3. Ceritakan kesuksesan Anda – “Orang-orang yang bekerja dengan data tidak terlalu pandai memberi tahu semua orang tentang hal-hal baik yang mereka lakukan. Kami sangat pandai memikirkan berapa banyak yang harus kami lakukan. Dan kami sangat pandai berlarian dan melakukan banyak hal. Tetapi kami tidak terlalu pandai mengatakan, ‘Lihatlah hal hebat yang kami miliki ini,’ dan mendorong orang lain untuk bergabung dalam perjalanan kami.”
4. Gunakan data untuk membuktikan kasus Anda – “Tunjukkan orang-orang hasil proyek Anda. Apakah berhasil? Apakah AI melakukan hal-hal yang kita katakan kepada semua orang? Apakah kita bisa menyelesaikan proyek dengan lebih baik atau lebih cepat? Pahami metriknya, sehingga Anda dapat mendapatkan persetujuan untuk lebih banyak proyek.”
Mengfokuskan pada empat prioritas ini akan membantu organisasi Anda memulai membangun momentum AI.
Namun, mengapa AI masih berada pada tingkat perkembangan yang masih awal meskipun ada banyak kegembiraan dan antisipasi terhadap alat generatif, seperti ChatGPT dari OpenAI dan Microsoft Copilot?
Menurut Carruthers, penjelasannya sederhana – mengadopsi AI melibatkan kemampuan untuk mengatasi dua hambatan besar: orang dan regulasi.
Ketika berbicara tentang orang, semua jenis karyawan dalam bisnis – mulai dari ruang rapat hingga lantai toko – perlu diyakinkan akan nilai AI. Dan Carruthers, yang merupakan mantan kepala petugas data (CDO) dari perusahaan infrastruktur Inggris, Network Rail, mengatakan bahwa meyakinkan orang bukanlah tugas yang mudah, meskipun ada kegembiraan seputar pertumbuhan pesat teknologi generatif.

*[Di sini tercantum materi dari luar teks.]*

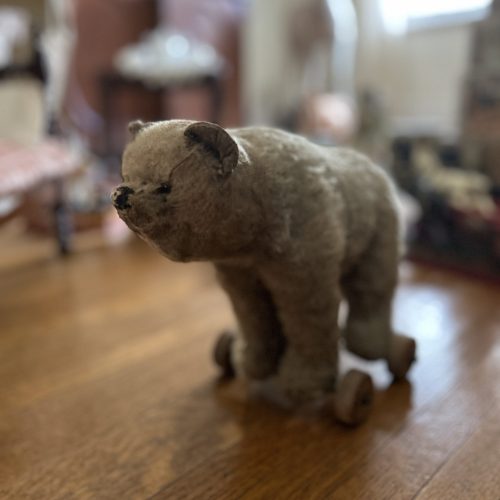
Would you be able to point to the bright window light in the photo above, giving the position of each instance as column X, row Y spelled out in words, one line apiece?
column 397, row 13
column 427, row 8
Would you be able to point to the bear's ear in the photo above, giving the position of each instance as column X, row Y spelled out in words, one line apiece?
column 136, row 126
column 217, row 142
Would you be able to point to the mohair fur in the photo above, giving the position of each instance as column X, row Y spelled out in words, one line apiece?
column 291, row 228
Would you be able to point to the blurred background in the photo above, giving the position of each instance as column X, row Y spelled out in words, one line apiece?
column 414, row 84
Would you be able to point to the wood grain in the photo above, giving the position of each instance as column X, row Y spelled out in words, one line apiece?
column 107, row 390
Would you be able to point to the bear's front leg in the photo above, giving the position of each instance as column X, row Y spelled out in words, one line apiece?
column 307, row 299
column 259, row 344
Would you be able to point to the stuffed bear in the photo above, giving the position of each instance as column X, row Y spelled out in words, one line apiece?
column 292, row 228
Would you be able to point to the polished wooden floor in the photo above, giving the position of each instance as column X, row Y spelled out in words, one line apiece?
column 107, row 390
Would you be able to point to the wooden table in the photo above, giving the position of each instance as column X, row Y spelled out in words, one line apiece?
column 107, row 390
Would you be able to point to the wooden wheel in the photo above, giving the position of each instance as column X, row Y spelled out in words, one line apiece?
column 222, row 353
column 353, row 400
column 401, row 356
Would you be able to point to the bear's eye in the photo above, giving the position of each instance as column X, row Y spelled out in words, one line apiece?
column 164, row 188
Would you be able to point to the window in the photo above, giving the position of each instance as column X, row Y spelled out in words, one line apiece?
column 399, row 15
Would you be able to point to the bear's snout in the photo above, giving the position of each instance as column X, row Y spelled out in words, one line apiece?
column 120, row 197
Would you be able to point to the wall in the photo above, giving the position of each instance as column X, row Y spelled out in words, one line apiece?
column 421, row 74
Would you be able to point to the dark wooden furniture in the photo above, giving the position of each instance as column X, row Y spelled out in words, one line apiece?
column 113, row 83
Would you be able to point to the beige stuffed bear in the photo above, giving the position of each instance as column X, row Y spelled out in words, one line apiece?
column 291, row 228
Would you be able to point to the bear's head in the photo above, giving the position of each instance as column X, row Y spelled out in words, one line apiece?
column 183, row 190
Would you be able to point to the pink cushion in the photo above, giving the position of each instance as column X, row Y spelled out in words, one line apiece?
column 22, row 168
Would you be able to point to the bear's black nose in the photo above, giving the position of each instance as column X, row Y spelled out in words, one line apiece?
column 120, row 200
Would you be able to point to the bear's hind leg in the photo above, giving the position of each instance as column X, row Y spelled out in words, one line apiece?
column 369, row 290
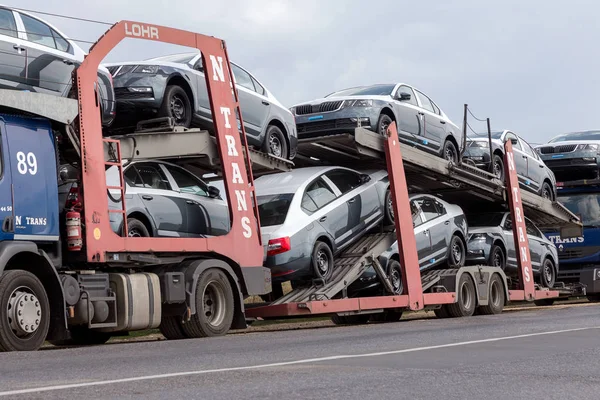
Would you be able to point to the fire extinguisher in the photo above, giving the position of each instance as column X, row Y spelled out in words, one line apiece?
column 74, row 240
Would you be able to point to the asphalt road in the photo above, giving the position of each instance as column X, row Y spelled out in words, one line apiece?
column 541, row 353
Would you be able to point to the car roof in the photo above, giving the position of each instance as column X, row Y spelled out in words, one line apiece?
column 288, row 182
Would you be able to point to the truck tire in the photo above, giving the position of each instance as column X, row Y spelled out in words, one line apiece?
column 496, row 297
column 466, row 298
column 171, row 328
column 24, row 305
column 214, row 306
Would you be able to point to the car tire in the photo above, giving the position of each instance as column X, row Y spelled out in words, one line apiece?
column 322, row 261
column 548, row 273
column 450, row 152
column 136, row 228
column 498, row 167
column 547, row 192
column 456, row 252
column 21, row 291
column 275, row 142
column 497, row 257
column 388, row 209
column 383, row 123
column 496, row 297
column 466, row 301
column 177, row 105
column 216, row 319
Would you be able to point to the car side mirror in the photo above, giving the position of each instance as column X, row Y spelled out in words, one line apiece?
column 404, row 96
column 213, row 192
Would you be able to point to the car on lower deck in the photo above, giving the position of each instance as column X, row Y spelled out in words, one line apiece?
column 37, row 57
column 534, row 175
column 440, row 230
column 491, row 242
column 420, row 121
column 310, row 214
column 175, row 86
column 573, row 156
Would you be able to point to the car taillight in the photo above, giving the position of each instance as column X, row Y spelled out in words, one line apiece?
column 277, row 246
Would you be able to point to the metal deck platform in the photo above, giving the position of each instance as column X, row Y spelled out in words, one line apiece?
column 427, row 172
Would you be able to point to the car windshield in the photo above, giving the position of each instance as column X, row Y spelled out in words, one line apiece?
column 176, row 58
column 485, row 219
column 273, row 209
column 586, row 205
column 590, row 135
column 375, row 90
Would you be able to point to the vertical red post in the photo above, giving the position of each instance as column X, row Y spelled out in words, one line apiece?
column 407, row 246
column 518, row 223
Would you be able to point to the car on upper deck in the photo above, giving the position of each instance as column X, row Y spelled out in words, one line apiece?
column 573, row 156
column 36, row 56
column 534, row 175
column 421, row 122
column 175, row 86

“Ketika Anda menyebutkan kata AI, orang membayangkan Skynet dan mulai berpikir bahwa mereka akan kehilangan pekerjaan,” katanya, mengacu pada sistem AI fiktif dalam film Terminator dan kekhawatiran nyata banyak orang tentang dampak potensial teknologi yang sedang berkembang terhadap jumlah tenaga kerja.
“Sementara banyak pemimpin data merasa perlu melakukan sesuatu dengan AI, mereka juga menghadapi tingkat resistensi yang melekat sebelum mereka dapat memulai sesuatu pun.”

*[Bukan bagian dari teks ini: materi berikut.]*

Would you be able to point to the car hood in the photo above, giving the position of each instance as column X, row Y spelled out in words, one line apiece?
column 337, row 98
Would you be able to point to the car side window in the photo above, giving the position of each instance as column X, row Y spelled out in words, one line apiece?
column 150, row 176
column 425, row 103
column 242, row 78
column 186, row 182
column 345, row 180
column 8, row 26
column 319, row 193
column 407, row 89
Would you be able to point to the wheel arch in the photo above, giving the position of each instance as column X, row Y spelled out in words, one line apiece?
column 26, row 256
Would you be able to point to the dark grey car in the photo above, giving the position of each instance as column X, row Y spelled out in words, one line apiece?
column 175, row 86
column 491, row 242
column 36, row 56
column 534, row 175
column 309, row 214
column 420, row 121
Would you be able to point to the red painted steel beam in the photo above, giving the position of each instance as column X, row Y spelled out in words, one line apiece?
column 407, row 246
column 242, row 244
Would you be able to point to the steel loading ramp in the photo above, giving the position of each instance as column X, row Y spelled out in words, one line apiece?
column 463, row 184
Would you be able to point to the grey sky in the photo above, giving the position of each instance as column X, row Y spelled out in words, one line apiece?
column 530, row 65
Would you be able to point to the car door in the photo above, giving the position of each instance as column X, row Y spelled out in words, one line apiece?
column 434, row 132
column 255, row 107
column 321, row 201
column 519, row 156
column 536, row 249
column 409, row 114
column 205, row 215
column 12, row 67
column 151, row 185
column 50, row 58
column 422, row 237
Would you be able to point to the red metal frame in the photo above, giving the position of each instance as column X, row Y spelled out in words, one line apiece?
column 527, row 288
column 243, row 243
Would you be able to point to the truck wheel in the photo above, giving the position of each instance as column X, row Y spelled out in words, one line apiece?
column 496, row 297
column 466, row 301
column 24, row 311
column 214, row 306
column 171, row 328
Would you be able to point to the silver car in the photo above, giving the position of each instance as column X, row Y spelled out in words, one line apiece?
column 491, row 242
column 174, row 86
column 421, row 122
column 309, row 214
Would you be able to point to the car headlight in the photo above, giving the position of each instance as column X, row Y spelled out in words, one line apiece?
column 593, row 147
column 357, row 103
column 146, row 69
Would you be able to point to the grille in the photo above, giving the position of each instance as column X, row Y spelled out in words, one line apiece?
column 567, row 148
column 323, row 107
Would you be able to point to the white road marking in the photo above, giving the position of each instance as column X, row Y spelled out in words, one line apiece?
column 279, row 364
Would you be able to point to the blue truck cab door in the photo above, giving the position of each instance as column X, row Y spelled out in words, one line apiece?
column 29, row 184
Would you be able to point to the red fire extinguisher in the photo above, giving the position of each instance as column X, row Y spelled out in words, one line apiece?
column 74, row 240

Ketika berbicara tentang regulasi, penelitian Carruthers dan Jackson menunjukkan bahwa eksekutif dengan alasan yang tepat khawatir tentang etika data dan potensi adanya undang-undang data yang lebih ketat yang berfokus pada penggunaan informasi.

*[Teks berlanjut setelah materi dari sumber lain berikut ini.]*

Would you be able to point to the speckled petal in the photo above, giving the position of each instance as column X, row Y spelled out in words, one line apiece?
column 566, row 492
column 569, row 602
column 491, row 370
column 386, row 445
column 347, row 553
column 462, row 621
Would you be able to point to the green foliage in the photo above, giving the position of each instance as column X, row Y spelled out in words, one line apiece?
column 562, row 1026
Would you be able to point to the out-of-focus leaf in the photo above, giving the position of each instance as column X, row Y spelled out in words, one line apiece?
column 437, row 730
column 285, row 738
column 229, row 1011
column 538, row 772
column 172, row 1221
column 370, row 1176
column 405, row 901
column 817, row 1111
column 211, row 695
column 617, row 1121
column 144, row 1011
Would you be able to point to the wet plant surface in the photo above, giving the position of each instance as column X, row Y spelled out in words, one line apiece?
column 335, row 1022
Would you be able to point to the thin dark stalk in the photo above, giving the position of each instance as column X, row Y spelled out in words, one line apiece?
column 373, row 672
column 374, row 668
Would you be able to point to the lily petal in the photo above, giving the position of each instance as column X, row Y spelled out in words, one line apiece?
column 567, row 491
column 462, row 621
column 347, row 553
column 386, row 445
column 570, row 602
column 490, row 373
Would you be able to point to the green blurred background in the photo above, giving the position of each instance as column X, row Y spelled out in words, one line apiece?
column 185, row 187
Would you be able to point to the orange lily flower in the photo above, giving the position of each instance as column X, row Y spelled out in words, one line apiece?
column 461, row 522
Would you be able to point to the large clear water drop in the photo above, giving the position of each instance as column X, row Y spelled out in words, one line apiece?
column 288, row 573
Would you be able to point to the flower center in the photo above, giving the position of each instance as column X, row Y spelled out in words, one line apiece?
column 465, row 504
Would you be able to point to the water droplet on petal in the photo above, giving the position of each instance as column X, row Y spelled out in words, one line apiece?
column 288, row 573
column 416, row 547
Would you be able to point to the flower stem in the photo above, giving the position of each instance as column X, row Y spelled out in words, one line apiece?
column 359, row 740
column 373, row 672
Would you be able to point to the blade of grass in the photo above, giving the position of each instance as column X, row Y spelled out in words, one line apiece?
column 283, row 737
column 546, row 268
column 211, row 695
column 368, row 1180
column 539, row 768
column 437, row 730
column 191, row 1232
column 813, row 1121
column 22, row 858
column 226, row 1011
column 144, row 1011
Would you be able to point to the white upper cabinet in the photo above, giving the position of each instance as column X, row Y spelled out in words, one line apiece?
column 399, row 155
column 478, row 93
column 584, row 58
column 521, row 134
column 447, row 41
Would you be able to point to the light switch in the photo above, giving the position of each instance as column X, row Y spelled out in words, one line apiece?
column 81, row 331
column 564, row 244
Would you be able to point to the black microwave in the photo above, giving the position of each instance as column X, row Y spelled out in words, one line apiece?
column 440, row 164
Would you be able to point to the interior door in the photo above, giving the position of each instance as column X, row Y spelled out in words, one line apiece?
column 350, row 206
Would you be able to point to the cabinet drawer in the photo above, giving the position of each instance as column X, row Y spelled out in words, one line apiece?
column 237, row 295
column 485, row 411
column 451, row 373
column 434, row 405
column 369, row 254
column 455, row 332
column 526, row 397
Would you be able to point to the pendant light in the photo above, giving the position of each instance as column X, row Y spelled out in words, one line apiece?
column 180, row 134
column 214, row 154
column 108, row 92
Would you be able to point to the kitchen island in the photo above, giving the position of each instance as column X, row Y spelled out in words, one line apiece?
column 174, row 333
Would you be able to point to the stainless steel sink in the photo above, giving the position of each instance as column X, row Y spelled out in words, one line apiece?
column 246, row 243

Namun, karena bentuk aturan dan undang-undang ini masih belum jelas, banyak perusahaan memilih untuk menunggu sebelum terjun sepenuhnya ke AI.
“Ini seperti asap dan cermin. Undang-undang akan datang – kita tahu banyak orang membicarakannya, tetapi kita belum tahu apa arti undang-undang tersebut,” kata Carruthers.
“Jadi, saya pikir orang masih ragu-ragu sedikit karena mereka tidak tahu apa yang akan terjadi.”